I am a bit biased as a cast member, but hope you can make this part of your summer fun.
A good blend of magic, raucous humor, grudging mercy and youthful romance triumphant over potential tragedy, was served up in “The Tempest” by Oklahoma Shakespeare in the Park.
Loud storm sounds, bells, and men with ropes, controlled by a magician with his stave from above, suggested a shipwreck on the castle-like stage, covered with material similar to that of sails or parachutes.
But it was veteran cast members, and Oklahoma Shakespeare in the Park newcomer Rebecca Ashton, more than special effects, which made the Bard’s late masterpiece come to life Thursday at Myriad Gardens Water Stage, 301 W Reno.
Hal Kohlman brought a powerful presence, heavy-handed but gruffly appealing, to Prospero, the rightful Duke of Milan, exiled to the island, where he uses magic to strand his enemies’ on its shore.
Carrying out his bidding with the right air of merry, mischievous enjoyment of the confusion being caused was a shaven-headed David Mays as Ariel, wearing body paint, see-through pants and a jazzy sash.
Supplying a crudely humorous contrast to Mays as “the dainty spirit of the winds” was Ben Hall as Caliban, a “brutish half man/half beast,” who wants to take back “his” island from Prospero.
Wading out of the dark waters surrounding the stage, like the title character in the movie the “Creature From the Black Lagoon,” Hall seemed to revel in the raunchy role, and soon made it his own.
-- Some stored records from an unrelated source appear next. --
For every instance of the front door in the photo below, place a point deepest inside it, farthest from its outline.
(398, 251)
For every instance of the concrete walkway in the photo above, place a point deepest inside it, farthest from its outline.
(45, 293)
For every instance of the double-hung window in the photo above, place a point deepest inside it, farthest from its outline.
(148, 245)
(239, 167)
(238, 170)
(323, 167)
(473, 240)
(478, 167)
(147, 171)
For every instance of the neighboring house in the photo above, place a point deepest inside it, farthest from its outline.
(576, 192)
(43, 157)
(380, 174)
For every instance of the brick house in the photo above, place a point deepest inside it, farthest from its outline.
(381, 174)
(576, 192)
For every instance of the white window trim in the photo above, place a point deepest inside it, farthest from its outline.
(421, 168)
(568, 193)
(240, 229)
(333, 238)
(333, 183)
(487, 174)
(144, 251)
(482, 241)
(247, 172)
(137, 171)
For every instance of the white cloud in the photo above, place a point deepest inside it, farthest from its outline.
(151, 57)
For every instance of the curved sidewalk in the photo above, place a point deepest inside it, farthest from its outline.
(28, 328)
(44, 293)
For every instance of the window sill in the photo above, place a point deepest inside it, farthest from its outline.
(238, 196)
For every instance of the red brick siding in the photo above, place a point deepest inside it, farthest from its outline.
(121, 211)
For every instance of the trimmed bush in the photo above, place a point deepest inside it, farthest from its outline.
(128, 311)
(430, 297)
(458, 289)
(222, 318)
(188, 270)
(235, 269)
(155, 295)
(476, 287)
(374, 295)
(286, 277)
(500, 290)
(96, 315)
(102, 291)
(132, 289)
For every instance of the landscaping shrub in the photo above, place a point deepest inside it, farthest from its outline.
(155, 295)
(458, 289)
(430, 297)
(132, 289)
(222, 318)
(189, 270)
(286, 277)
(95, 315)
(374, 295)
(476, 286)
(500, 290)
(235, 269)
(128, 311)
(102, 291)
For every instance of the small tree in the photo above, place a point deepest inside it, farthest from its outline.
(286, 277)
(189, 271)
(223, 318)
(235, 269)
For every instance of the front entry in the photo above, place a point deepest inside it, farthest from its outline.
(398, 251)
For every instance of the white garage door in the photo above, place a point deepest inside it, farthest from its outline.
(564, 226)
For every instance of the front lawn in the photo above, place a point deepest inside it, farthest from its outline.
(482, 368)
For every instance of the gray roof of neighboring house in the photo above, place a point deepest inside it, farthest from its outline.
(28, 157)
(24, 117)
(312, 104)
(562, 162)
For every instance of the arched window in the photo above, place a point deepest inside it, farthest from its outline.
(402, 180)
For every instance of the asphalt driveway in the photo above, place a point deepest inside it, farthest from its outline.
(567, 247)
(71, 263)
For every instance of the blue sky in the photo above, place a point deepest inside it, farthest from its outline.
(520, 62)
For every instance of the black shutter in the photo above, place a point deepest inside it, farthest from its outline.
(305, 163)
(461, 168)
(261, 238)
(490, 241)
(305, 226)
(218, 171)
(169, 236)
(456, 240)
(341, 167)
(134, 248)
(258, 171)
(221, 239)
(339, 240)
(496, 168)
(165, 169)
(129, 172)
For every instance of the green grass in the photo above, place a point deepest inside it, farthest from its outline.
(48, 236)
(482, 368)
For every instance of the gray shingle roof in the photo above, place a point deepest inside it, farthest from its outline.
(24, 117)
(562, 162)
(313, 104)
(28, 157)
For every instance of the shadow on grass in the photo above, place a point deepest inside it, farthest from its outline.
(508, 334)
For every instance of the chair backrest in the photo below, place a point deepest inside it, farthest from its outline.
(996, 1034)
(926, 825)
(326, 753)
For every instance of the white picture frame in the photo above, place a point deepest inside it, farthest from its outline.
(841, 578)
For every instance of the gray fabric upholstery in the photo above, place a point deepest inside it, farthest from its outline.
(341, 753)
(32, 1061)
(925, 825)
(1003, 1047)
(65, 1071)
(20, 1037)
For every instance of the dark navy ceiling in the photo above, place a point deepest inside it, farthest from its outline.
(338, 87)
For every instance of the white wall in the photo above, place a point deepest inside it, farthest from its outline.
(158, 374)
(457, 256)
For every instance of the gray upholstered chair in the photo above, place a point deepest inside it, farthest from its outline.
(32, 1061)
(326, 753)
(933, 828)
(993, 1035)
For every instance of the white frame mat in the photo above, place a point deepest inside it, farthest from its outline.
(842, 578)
This was especially true after he encountered Don Taylor as Trinculo, a drunken jester, and Jon Haque as Stephano, a servant who makes Caliban his servant by giving him “moon-liquor.”
Together, these three were a comic force to reckon with, threatening to drown over aspects of the play, like the storm which set it in motion, as they joined in Caliban’s wacky plan to whack Prospero.
But if these “downstairs” types nearly stole the show, like creatures from our unconscious, it was the aristocratic, “upstairs” cast members who in some ways made the most lasting impression.
Ashton was a fetching ingenue as the “homeschooled,” and then some, Miranda, who falls in “love at first sight” with the shipwrecked prince, Ferdinand, the first man she meets (after her father).
Hunter Paul filled the part of the equally-smitten object of her affections, Ferdinand, with manly aplomb, doing his assigned menial task of moving wood with good grace, stripped to the waist.
Just menacing enough to give an “edge” to things were Rob Gallavan as Antonio, the usurping brother of Prospero, and Andrew Rathgeber as Sebastian, brother of the King of Naples.
Wonderfully creepy and compelling was a scene in which Gallavan’s Antonio appears to have convinced Rathgeber’s Sebastian to murder the king in his sleep, foiled at the last moment, by Ariel.
David Pasto was understated but effective as the good, loyal, graying Gonzalo, a counselor who supplied provisions that saved Prospero and Miranda, when they were sent into exile.
Lasting some two hours (not counting an intermission), Oklahoma Shakespeare in the Park’s “The Tempest,” briskly directed by Michael Jones, is highly recommended and shouldn’t be missed.